GEOCHEMICAL EVIDENCE FOR SHIFTING REDOX CONDITIONS WITHIN FOSSILIFEROUS STRATA OF THE WHEELER FORMATION, UTAH

Determining the physical and chemical conditions that may result in preservation of Burgess-Shale-type (BST) fossils is an ongoing line of inquiry. Relatively simple models involving sustained anoxia to arrest decay have been replaced by more complex environmental models involving hypersaline pore fluids below an oxygenated water column (Burgess Shale) and fluctuating oxyclines (Wheeler Shale). Paleo-redox conditions at the time of deposition for each of these models is distinct: oxic conditions associated with hypersalinity models and variable to intermediate oxygen levels associated with fluctuating oxycline models. Redox-sensitive trace metals have been studied at fossil localities in the Burgess Shale and Kinzers formations, both indicating oxic conditions in association with BST. Trace metal analysis correlated to secondary physical evidence within the Burgess and Kinzers has determined that Ni/Co and V/Sc provide the clearest signal in these Cambrian shales. Accordingly, these geochemical proxies were applied to samples from the Wheeler Shale of Western Utah, in which fossil evidence has suggested a fluctuating oxycline during deposition.

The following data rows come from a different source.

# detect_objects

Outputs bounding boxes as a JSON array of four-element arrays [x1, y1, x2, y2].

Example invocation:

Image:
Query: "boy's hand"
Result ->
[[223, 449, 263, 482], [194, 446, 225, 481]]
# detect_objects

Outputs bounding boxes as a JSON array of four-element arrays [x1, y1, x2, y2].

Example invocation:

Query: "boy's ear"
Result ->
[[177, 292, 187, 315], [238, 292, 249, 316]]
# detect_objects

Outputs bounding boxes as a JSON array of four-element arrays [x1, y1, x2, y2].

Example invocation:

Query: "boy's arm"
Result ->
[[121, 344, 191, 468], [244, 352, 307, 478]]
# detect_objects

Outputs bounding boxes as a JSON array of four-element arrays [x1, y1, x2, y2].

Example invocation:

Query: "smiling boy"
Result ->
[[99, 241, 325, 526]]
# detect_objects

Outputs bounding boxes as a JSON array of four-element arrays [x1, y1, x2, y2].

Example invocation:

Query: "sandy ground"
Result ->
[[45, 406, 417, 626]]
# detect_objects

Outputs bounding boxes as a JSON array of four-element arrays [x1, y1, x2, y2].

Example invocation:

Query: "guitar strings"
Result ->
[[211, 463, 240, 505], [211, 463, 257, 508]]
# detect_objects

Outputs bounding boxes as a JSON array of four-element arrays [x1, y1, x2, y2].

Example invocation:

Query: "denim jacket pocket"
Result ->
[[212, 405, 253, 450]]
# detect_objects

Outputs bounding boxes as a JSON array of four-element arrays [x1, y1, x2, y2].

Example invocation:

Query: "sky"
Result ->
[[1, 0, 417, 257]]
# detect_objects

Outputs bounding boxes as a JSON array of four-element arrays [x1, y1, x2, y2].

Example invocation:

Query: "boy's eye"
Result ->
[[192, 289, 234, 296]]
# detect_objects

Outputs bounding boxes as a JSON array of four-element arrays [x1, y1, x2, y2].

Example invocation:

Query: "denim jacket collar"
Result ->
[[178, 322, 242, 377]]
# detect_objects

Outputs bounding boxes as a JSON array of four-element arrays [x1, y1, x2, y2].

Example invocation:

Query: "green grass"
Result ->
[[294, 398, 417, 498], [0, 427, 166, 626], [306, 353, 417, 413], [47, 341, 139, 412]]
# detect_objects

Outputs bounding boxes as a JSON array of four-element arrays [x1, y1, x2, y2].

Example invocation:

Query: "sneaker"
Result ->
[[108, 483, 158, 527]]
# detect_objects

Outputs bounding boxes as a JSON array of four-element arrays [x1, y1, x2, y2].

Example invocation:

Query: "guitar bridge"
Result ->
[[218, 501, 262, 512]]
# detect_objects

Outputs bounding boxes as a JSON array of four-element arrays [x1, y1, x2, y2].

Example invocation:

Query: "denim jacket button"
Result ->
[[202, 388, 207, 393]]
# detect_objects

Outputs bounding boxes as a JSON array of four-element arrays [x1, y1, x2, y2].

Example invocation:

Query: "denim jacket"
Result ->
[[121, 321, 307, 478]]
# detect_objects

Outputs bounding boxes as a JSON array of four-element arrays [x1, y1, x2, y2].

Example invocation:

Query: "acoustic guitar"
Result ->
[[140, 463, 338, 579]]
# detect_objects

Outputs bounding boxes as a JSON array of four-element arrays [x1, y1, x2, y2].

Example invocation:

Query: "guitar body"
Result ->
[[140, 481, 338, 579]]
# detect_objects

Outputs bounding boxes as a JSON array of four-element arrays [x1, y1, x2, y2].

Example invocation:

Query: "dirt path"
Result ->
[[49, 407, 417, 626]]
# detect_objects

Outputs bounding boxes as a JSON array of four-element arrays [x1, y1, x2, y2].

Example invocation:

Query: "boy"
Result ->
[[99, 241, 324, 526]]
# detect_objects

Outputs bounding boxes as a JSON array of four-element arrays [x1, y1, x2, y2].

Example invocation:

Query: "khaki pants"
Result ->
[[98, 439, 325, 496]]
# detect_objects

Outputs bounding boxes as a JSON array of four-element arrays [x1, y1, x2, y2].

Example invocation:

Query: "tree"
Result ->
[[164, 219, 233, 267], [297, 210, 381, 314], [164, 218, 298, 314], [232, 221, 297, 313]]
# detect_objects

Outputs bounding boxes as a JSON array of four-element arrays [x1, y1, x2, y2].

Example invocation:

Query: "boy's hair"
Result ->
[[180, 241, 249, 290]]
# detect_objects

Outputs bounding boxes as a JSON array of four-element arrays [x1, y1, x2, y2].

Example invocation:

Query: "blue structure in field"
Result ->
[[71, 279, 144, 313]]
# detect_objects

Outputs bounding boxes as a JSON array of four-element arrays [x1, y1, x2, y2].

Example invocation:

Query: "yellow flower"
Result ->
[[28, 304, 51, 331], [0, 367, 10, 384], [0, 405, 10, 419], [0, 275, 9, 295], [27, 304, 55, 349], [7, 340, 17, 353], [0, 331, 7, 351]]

Forty-five samples from three fossiliferous localities in the Wheeler Shale were analyzed. Each sample contained one of three morphologically simple fossils that have been interpreted as algal in orgin: 1) approximately circular fossils up to 4mm in diameter (Morania fragmenta); 2) non-branching linear fossils up to 1cm long by 0.5mm wide; and 3) filamentous fossils. Three additional non-BST bearing samples from a known oxygenated layer (Asaphiscus zone) were also analyzed. BST-bearing layers yield geochemical proxies that indicate redox conditions ranging from anoxic to oxic. The Ni/Co and V/Sc ranges for layers bearing each of the three fossil types overlap. Asaphiscus Zone samples yielded compositions indicative of oxic to dysoxic conditions. These findings are consistent with the shifting oxycline model for Wheeler Shale, and that preservation of BST occurred in multiple environments. Further, the agreement of geochemical proxies with field evidence at the Burgess and Wheeler sites suggests that this method can be effective in determining paleo-redox conditions in BST fossil beds.